This lesson is in the early stages of development (Alpha version)

Getting Interaction Data

Overview

Teaching: 5 min
Exercises: 5 min
Questions
  • Where can I download interaction data?

  • What formats are the data available?

Objectives
  • Understand the available ways to get interaction data

  • Understand the columns of the downloaded data

Getting oriented with GloBI interaction data


Let’s get oriented with the interaction data found on GloBI. GloBI data products are interpreted in order to bring together disparate data sources (literature, observations, collections, etc.). This means that GloBI data products are opinionated and may be incomplete compared to the original data sources. Original data can be found from the citations and these should still be considered the detailed building blocks for the entire interaction dataset.

Some of the different sources of data include natural history collection records, observations extracted from the literature, interaction and network datasets, observations from community science programs and other, larger aggregated datasets.

Where to find data


Navigate to the GloBI Data Products page and explore the Original Data Sources.

What is what?


stable versions of the data are versioned in the doi:10.5281/zenodo.3950589 GloBI data publication. A new version is done about every six months.
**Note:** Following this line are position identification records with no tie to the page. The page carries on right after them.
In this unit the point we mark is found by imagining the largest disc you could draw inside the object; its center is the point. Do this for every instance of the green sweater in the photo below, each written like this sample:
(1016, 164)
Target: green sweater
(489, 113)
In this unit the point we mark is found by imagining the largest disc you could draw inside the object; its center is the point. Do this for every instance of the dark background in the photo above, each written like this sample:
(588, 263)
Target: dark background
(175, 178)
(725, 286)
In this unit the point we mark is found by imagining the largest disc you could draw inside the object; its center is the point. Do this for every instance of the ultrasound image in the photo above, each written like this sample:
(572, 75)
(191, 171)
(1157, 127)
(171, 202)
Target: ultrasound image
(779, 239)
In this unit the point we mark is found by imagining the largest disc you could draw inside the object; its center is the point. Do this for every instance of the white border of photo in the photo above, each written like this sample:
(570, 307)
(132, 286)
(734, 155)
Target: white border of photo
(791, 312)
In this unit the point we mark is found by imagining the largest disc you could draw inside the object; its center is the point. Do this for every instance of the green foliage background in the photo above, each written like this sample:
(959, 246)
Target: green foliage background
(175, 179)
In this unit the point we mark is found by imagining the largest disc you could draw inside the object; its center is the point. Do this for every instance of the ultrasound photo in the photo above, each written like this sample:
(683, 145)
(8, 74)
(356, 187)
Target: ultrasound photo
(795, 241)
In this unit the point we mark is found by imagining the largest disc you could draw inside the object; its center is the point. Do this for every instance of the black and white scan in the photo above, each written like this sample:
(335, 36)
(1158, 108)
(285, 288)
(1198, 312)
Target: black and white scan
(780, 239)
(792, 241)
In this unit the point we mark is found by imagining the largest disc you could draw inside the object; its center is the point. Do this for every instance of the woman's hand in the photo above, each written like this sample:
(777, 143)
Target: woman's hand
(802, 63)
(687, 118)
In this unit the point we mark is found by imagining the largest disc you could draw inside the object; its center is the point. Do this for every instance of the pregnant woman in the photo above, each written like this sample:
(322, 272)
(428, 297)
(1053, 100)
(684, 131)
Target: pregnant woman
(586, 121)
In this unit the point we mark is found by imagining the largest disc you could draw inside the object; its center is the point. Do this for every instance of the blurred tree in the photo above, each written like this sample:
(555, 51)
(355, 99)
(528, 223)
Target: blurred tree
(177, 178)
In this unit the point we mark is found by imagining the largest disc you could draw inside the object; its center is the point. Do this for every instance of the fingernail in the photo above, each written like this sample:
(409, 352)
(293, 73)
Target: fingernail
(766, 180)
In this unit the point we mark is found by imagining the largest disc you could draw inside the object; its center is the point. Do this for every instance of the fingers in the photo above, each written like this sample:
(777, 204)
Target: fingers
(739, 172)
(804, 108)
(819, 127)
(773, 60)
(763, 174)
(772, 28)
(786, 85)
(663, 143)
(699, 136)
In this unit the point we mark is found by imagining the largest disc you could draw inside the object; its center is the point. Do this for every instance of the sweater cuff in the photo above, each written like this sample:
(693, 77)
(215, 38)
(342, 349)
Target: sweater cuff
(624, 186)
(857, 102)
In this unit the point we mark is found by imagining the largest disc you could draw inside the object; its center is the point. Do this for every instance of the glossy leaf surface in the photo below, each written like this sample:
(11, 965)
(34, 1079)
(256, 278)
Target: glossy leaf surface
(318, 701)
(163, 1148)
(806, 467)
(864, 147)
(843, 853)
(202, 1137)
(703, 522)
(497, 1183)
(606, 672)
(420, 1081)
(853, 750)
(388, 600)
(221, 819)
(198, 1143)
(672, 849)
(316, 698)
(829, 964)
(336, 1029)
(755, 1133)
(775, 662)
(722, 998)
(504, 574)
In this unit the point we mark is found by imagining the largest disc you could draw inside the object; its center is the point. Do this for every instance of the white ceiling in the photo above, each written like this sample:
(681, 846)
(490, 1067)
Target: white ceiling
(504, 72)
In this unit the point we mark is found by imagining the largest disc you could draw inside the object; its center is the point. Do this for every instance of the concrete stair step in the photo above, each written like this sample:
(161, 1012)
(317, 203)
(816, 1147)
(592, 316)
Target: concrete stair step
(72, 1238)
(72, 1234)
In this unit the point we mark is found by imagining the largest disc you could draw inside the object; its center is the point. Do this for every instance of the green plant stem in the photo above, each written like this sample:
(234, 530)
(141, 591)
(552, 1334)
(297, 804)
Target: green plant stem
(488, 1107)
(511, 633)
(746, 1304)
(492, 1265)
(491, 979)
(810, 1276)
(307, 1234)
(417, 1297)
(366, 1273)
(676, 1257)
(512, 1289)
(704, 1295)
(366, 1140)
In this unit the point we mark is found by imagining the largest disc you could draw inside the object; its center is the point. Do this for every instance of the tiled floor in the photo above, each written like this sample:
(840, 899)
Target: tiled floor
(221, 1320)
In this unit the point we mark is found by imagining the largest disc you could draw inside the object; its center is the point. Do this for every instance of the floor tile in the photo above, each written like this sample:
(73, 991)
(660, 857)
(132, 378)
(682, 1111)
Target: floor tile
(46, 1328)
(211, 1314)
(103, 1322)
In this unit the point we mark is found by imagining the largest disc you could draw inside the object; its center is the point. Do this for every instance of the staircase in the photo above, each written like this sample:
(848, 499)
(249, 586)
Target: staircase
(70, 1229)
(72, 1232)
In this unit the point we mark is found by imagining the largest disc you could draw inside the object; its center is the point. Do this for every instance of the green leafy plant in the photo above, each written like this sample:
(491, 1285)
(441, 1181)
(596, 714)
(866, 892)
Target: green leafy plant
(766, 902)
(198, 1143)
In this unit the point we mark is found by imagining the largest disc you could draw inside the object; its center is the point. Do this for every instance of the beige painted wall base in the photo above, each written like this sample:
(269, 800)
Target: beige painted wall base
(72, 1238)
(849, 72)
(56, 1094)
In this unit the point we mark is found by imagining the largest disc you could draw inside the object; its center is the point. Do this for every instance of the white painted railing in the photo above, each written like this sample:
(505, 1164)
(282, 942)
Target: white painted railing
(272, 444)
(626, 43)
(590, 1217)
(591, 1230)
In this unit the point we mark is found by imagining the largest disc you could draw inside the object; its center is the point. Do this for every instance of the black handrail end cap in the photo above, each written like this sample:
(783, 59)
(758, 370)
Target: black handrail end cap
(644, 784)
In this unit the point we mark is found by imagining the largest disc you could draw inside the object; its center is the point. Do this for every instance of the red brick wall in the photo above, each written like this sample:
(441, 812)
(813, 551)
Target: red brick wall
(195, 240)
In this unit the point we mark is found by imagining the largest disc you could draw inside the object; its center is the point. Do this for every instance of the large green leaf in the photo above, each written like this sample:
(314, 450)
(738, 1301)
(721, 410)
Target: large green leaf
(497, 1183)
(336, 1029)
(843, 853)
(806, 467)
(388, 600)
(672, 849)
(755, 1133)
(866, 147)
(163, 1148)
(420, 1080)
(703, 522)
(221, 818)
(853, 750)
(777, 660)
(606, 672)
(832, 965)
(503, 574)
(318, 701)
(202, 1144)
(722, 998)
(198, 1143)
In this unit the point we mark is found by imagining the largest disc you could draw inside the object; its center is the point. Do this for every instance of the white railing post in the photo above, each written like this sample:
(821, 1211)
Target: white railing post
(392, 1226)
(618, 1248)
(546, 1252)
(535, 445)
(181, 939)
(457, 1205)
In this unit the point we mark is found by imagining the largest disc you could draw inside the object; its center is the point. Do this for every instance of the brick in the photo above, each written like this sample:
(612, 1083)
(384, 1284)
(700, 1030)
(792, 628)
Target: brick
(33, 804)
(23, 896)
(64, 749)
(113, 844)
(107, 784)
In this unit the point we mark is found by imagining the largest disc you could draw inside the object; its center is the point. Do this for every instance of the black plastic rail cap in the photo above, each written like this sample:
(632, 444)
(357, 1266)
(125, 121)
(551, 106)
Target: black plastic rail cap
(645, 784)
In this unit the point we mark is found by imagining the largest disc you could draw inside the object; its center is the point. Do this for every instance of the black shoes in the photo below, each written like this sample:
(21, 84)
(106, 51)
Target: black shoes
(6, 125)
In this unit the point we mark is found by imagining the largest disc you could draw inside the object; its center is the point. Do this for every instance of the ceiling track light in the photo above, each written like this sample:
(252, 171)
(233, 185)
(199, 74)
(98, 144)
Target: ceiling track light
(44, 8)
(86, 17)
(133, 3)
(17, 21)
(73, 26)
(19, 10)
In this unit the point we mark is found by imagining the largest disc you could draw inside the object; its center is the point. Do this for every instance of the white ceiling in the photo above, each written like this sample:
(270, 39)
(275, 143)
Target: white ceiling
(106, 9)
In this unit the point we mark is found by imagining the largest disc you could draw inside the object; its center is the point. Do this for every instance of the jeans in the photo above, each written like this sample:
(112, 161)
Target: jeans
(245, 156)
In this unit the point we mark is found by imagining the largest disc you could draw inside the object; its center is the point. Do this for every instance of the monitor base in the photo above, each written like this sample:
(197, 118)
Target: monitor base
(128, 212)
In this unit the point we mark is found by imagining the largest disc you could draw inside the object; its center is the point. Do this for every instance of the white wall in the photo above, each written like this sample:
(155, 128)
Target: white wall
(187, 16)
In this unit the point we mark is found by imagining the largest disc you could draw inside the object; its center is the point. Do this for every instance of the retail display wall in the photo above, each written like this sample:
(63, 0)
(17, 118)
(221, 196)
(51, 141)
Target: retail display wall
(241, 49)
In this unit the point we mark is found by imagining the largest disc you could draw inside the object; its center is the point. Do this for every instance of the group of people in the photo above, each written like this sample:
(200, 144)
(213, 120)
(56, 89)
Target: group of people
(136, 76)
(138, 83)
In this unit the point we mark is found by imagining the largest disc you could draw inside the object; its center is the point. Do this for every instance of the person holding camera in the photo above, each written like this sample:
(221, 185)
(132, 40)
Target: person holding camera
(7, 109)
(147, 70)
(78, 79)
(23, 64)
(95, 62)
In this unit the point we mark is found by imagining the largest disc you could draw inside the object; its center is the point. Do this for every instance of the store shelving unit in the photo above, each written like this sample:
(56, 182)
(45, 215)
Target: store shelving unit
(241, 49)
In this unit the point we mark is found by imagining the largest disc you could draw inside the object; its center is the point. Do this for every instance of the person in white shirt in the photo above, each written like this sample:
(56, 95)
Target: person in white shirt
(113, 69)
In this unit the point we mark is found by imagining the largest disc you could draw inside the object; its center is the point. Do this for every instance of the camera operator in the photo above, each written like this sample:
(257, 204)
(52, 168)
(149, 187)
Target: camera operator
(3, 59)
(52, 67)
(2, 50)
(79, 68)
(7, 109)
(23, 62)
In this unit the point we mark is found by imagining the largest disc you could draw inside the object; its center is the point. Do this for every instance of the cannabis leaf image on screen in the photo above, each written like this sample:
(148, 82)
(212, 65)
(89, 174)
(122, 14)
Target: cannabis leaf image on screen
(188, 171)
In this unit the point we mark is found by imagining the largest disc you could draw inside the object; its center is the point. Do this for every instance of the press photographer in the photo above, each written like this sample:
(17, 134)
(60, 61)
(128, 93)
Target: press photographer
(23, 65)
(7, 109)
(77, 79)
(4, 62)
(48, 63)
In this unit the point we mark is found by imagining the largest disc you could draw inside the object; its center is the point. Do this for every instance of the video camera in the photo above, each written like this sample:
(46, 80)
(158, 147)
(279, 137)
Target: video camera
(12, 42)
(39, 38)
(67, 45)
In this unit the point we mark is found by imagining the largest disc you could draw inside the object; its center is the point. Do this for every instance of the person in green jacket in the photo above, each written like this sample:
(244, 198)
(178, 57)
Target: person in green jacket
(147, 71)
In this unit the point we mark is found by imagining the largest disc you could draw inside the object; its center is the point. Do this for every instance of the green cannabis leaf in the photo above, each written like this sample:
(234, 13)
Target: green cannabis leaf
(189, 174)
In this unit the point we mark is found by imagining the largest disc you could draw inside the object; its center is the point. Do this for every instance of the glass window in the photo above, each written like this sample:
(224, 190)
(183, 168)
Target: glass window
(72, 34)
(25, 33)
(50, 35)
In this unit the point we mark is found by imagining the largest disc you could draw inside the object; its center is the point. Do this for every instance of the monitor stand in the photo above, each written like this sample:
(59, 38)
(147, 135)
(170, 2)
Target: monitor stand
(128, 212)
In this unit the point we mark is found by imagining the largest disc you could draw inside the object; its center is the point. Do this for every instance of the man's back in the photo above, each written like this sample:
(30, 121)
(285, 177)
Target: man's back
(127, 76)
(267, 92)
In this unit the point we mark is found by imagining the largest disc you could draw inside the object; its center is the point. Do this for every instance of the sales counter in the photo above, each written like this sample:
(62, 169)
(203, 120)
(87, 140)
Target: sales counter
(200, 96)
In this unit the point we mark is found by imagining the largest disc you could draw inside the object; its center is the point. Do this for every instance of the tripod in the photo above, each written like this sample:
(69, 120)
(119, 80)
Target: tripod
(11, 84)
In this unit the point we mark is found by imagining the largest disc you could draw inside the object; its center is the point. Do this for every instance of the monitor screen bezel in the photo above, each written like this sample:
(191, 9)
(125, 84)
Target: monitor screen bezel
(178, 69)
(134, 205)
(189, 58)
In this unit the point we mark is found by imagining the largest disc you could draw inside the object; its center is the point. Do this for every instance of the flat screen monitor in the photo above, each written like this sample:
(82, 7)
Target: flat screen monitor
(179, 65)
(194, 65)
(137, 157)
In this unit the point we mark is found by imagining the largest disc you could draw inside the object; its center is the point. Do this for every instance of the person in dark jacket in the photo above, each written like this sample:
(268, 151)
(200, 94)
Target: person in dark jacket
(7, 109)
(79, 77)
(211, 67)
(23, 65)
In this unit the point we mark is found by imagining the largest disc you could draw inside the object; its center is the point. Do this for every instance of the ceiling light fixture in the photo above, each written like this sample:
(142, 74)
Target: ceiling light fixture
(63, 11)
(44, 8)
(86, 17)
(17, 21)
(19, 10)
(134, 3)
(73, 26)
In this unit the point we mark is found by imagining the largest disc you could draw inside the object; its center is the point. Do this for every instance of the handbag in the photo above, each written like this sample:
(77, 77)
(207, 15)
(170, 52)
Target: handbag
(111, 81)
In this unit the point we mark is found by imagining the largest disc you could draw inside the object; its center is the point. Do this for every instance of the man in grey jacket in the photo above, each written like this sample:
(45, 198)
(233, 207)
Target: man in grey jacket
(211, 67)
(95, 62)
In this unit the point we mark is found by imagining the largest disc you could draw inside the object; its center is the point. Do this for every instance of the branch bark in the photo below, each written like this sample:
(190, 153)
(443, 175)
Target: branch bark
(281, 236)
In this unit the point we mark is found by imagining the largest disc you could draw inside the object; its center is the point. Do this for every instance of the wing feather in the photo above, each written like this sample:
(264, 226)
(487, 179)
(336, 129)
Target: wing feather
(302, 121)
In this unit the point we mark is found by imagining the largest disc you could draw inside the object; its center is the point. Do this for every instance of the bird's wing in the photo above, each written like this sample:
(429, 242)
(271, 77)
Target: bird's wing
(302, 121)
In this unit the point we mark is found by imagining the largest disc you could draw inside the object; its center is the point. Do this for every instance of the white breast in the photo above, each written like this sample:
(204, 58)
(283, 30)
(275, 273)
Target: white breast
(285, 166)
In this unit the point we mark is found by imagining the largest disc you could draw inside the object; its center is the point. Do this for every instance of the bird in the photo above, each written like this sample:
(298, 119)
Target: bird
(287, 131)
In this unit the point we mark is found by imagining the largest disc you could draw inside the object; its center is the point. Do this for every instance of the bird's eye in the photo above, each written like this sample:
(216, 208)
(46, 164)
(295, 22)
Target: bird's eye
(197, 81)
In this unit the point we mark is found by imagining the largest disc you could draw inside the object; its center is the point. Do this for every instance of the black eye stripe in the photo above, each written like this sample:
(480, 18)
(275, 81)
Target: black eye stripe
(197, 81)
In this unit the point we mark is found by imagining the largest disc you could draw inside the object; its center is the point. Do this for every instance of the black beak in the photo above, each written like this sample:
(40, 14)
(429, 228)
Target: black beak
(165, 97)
snapshot are the most recent, live data. Thus, this could change daily! Great for exploration and preliminary analysis.

How many records are in the GloBI dataset. It is a lot!


wc -l interactions.csv

Data publication


For research or other data intensive project, it is suggested to use GloBI’s stable versioned integrated data published via doi:10.5281/zenodo.3950589 or create a new data publication that contains the data you are using.

Other ways of accessing GloBI data


Exploratory, interactive queries can be executed through SPARQL and Cypher endpoints, GloBI Search/Browse pages, or by using the REST-y GloBI Web API. For those that use R, rglobi is available to explore interaction data. rglobi can also be used to execute Cypher queries. However, it is best to consider these as methods for exploring data rather than data access points. If you are doing research, download the full dataset and create a version of it.

Discussion: Why is it important to version the GloBI data in research?

Take a moment to discuss as a group why it is important to version, publish, or archive a copy of the GloBI dataset you use for research. What are some ways to archive datasets?

Key Points

  • GloBI has interaction data that can be accessed as a full dataset

  • Better to use the full or whole dataset than the APIs